Wasit Premier League Mike Dean melaporkan dirinya menerima ancaman pembunuhan kepada polisi

oleh -878 views

Wasit Premier League Mike Dean melaporkan dirinya menerima ancaman pembunuhan kepada polisi. Ancaman pembunuhan itu terdapat di akun media sosial keluarganya.

Ancaman pembunuhan ini diterima setelah Dean mengusir Tomas Soucek dari West Ham United dalam pertandingan hari Sabtu (6/2/2021) melawan Fulham. Kartu merah dibatalkan saat banding pada hari Senin, seperti yang ditunjukkan kepada Jan Bednarek dari Southampton di Manchester United pada hari Selasa.

Memiliki dua keputusannya yang secara publik dinilai salah oleh Football Association (FA) telah meningkatkan sorotan pada Dean. Tapi pengawasan telah pindah ke wilayah yang mengganggu Dewan Ofisial Pertandingan Profesional dan Dean telah memutuskan untuk istirahat dari putaran pertandingan akhir pekan ini.

“Ancaman dan pelecehan seperti ini sama sekali tidak dapat diterima dan kami sepenuhnya mendukung keputusan Mike untuk melaporkan pesan-pesan ini yang diterima keluarganya kepada polisi,” kata Mike Riley, mantan wasit Premier League yang merupakan manajer umum Badan Wasit Inggris.

“Korban dari pesan-pesan menjijikkan seperti ini. Pelecehan online tidak dapat diterima di semua lapisan masyarakat dan masih banyak yang harus dilakukan untuk mengatasi masalah tersebut,” lanjut Riley.

Dean diancam secara online setelah mengeluarkan Soucek di menit akhir pertandingan antara West Ham melawan Fulham yang berakhir imbang tanpa gol. Bek asal Republik Cheska itu mendapat kartu merah lantaran menghantam Aleksandar Mitrovic dengan sikunya.
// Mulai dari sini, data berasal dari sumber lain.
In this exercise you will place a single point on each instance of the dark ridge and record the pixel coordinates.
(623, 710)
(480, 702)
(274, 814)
Dean menyaksikan tayangan VAR berulang kali dalam gerakan lambat di monitor sisi lapangan di Craven Cottage setelah berkonsultasi dengan asisten wasit video, Lee Mason.

728×90 Leaderbord

Manajer West Ham David Moyes mengatakan setelah pertandingan dia “cukup malu untuk Mike bahwa dia akan membuat keputusan itu” dan FA akhirnya memutuskan bahwa banding klub itu sah.
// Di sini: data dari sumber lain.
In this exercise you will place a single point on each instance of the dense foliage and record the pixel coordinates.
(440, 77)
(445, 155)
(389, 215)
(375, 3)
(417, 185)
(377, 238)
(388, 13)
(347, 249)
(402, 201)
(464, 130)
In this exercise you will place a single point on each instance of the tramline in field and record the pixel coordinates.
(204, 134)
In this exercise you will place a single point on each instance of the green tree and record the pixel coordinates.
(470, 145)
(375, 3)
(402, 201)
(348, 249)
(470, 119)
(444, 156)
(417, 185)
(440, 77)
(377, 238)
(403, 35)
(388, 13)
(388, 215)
“Saya kecewa dengan sepakbola secara umum bahwa para ofisial akan membiarkan situasi ini mengambil alih dari permainan,” kata manajer West Ham, David Moyes, Senin. “Saya hanya bisa melihat para ofisial adalah orang-orang yang dapat menghentikannya dengan tidak membiarkan para pemain lolos dengan tindakan yang mereka ambil, karena itu membuat keputusan wasit sangat sulit dalam memberi mereka keputusan ketika tidak ada yang melakukannya.”

Dean meminta bantuan VAR di Stadion Old Trafford ketika mengeluarkan pemain Southampton, Jan Bednarek, karena melanggar dengan keras Anthony Martial. Tampil dengan 10 pemain, Southampton pun menyerah telak 0-9. Namun banding yang dilakukan Southampton ke FA menyebabkan keputusan itu dibatalkan.